La cathédrale de Pise résonnait des chants latins et de la béatitude de l'évêque, moins d'une heure plus tôt. Il faisait nuit sur l'Italie, et un moine tardif balayait encore l'église. La chaleur des cierges me brûlait les paupières. Pour la énième fois, j'entendais la voix de mon père, à l'intérieur de ma tête, qui me réprimandait sèchement : « Mon garçon, tu sais à quel point tes yeux sont fragiles ! ».

Et oui, c'est vrai qu'ils l'étaient. Pourtant, ce n'était pas cela qui m'empêchait de me rendre régulièrement dans l'enceinte de lieux sacrés comme celui-ci, sans doute parce que je n'avais pas grand-chose de mieux à faire de mon temps, sans doute parce que je ne savais pas quoi faire de ma vie. Une église, c'est silencieux. C'est religieusement calme. C'était d'ailleurs la seule chose qui me plaît, chez les moines ; ils ne parlent pas.

Dans une église, on est seul avec ses craintes, sa foi et ses doutes.

Avec ses rêves...

Ces rêves ; mes rêves. Jamais je n'avais eu l'occasion de les exprimer avant ce jour, ce jour où quelque chose de plus grand que moi-même avait enfin choisi de me frapper d'évidence, comme par un rappel à l'ordre. C'était presque la manifestation de ce qu'on peut appeler Dieu, quand on suppose qu'il existe ; mais c'était quelque chose d'encore plus puissant, quelque chose d'immuable, d'impénétrable, de seulement déchiffrable, peut-être, et encore, en y mettant une centaine de vies humaines.

C'était une loi. Une loi immortelle, universelle, et bouleversante de par sa gravité.

J'observais la flamme du cierge, vingt secondes avant l'impact. Vingt secondes durant lesquelles j'étais encore le jeune homme errant et anonyme que je me croyais destiné à rester. En supposant que le destin existe.

J'avais les mains dans les poches de ma veste usée par la négligence. Par le goût de rien. Je crois que c'était un reste du couvent, cette habitude de dédaigner ma mise. De me détacher du concret — du physique. Oh, comme cela a changé, maintenant !

Le moine balayeur venait de quitter la nef ; j'étais seul, parfaitement seul dans l'église, qui résonnait des seuls battements de mon cœur. Être unique en un lieu si grand, si majestueux, avait quelque chose de grisant ; mon pouls s'en était emballé. Repoussant derrière mon oreille une mèche de cheveux, j'ai eu un imperceptible sourire.

Et puis, la flamme de la bougie, juste en face de moi — celle que je fixais depuis un moment — celle-là même s'est brusquement éteinte.

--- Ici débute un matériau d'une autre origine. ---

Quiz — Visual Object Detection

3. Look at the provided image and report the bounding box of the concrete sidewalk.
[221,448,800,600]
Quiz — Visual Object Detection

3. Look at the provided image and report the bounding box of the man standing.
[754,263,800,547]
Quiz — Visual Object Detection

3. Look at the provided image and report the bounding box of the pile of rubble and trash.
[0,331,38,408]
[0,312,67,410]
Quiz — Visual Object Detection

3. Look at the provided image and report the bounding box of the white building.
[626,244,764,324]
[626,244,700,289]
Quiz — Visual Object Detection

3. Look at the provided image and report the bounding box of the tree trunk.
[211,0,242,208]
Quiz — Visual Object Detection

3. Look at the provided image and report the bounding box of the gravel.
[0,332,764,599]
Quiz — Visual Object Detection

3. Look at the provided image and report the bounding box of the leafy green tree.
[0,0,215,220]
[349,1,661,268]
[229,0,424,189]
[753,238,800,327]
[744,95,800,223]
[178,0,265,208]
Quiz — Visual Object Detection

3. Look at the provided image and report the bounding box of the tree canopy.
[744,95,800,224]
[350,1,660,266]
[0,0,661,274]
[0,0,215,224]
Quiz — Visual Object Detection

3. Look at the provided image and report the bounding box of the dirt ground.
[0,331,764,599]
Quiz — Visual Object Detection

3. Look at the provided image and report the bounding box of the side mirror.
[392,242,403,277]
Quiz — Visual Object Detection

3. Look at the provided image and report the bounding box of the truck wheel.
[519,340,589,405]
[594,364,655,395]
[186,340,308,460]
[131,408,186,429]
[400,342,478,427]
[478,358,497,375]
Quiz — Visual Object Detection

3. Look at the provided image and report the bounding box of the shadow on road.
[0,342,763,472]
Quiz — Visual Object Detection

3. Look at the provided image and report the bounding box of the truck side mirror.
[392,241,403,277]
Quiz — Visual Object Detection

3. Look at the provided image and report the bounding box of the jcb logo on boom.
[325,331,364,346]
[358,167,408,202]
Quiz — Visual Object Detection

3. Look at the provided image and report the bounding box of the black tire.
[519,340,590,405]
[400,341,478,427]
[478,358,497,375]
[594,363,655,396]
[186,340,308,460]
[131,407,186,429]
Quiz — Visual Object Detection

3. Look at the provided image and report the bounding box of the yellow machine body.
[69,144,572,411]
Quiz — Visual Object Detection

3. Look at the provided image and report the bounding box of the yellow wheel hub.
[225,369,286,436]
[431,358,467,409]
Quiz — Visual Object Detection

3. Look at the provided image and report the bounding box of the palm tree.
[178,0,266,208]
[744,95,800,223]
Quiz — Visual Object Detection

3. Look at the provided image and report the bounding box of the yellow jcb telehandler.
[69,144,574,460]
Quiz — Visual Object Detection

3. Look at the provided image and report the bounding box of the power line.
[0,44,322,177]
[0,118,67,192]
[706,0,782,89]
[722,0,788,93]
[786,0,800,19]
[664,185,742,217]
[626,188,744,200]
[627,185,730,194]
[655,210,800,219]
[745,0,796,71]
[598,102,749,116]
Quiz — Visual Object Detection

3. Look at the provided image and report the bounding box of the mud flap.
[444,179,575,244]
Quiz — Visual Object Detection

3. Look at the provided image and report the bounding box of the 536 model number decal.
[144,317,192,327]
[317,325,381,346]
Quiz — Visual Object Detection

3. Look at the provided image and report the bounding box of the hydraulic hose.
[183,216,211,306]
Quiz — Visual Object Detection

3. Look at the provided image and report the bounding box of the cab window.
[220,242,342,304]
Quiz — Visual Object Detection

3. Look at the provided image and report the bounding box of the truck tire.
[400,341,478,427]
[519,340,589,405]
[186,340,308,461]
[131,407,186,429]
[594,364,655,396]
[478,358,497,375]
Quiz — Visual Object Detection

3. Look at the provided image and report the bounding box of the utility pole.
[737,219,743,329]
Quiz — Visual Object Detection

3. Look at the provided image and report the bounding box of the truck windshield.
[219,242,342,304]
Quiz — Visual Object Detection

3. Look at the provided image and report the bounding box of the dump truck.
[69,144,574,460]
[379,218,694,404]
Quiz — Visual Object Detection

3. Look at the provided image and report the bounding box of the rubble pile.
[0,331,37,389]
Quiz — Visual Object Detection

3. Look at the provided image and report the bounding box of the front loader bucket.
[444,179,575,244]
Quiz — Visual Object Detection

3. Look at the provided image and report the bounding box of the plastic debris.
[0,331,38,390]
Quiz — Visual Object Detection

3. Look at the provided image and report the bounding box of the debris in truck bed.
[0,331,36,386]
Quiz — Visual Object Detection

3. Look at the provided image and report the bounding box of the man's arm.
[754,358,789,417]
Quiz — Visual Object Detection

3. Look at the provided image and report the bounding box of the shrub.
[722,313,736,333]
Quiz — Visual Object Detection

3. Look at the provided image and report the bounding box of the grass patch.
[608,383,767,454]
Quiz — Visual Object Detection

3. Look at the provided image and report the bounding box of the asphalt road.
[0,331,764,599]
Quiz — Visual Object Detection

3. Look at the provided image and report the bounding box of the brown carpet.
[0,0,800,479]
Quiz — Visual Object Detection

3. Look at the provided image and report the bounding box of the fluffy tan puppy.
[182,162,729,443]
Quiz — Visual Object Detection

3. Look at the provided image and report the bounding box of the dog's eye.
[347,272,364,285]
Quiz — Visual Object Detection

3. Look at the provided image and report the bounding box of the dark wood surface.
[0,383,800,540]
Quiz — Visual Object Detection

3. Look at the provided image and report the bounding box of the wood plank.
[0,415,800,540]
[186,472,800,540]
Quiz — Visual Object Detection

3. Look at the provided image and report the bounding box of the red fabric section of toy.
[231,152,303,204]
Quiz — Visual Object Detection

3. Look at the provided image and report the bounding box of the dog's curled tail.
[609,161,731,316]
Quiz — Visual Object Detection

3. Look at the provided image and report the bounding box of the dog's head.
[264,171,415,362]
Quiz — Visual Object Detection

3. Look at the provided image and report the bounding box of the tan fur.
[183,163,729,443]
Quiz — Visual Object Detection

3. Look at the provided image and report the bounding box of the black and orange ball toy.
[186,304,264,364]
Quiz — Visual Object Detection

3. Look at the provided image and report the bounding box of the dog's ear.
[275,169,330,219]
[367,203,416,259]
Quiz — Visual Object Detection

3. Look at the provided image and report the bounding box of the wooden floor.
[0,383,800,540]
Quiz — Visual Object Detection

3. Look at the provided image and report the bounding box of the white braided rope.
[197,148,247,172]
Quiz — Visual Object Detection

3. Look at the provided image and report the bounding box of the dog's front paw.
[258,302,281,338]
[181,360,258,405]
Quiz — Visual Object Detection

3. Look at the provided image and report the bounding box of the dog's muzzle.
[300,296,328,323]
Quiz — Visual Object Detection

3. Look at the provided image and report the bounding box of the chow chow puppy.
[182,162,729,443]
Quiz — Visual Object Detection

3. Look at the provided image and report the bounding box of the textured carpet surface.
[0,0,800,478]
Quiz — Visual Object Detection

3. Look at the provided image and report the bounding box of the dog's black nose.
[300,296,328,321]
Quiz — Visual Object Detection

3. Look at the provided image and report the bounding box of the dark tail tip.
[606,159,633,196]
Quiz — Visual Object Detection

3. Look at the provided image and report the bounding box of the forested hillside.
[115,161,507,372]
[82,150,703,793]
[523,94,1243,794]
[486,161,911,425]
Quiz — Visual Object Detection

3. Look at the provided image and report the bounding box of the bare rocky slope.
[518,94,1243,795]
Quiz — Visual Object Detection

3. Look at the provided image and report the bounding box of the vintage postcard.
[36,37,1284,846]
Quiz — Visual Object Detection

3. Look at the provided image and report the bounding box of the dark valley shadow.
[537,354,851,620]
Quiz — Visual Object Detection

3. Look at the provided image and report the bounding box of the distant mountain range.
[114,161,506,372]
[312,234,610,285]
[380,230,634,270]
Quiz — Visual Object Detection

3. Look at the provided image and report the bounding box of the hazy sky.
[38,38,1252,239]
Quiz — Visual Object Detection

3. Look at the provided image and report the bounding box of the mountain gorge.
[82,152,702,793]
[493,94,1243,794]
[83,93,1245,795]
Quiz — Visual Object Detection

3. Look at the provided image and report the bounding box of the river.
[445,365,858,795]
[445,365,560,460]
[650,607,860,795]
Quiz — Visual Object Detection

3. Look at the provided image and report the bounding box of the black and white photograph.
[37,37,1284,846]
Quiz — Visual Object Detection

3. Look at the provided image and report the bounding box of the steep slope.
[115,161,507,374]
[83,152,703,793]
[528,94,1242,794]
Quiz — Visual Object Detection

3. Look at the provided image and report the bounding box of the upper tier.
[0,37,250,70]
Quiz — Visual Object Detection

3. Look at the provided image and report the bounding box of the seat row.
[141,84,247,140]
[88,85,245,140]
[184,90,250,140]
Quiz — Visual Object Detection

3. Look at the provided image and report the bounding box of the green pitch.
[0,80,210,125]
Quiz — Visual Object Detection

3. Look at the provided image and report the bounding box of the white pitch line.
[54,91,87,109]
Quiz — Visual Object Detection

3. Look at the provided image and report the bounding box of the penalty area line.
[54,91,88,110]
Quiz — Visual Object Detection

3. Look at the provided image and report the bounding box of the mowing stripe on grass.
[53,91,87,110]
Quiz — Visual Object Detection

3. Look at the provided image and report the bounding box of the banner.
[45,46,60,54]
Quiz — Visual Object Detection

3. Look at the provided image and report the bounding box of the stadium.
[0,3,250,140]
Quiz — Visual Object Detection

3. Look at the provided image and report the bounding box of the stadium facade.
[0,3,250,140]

Un sifflement, un peu de fumée, c'était tout : un projectile de la taille d'une goutte d'eau venait de la souffler.

J'ai levé les yeux.

Au début, je n'ai rien vu — enfin, rien de particulier. Il y avait le lustre de la cathédrale, là-haut, le plafond peint, et rien de plus. Ses bougies étaient encore allumées, lueurs vacillantes et douces dans la nuit. Et puis, j'ai reçu une goutte de cire sur le front, entre les deux yeux, et j'ai brusquement saisi — ou plutôt, j'ai été saisi.

Le lustre... Le lustre bougeait.

C'était de toutes petites allées et venues, des vibrations minuscules ; il se mouvait pourtant, c'était clair. Comment pouvais-je en être si sûr ? Difficile à dire. Je le savais seulement, comme je connaissais mon nom ; justesse diffuse et puissante.

C'était comme d'entendre encore les chœurs latins résonner entre les murs de la cathédrale, et de comprendre que parce qu'elle fait une voûte, la voix des moines y est naturellement portée. C'était comme de se dire cela, en sachant que ce n'est pas Dieu qui crée ce principe d'acoustique ; c'est l'acoustique elle-même.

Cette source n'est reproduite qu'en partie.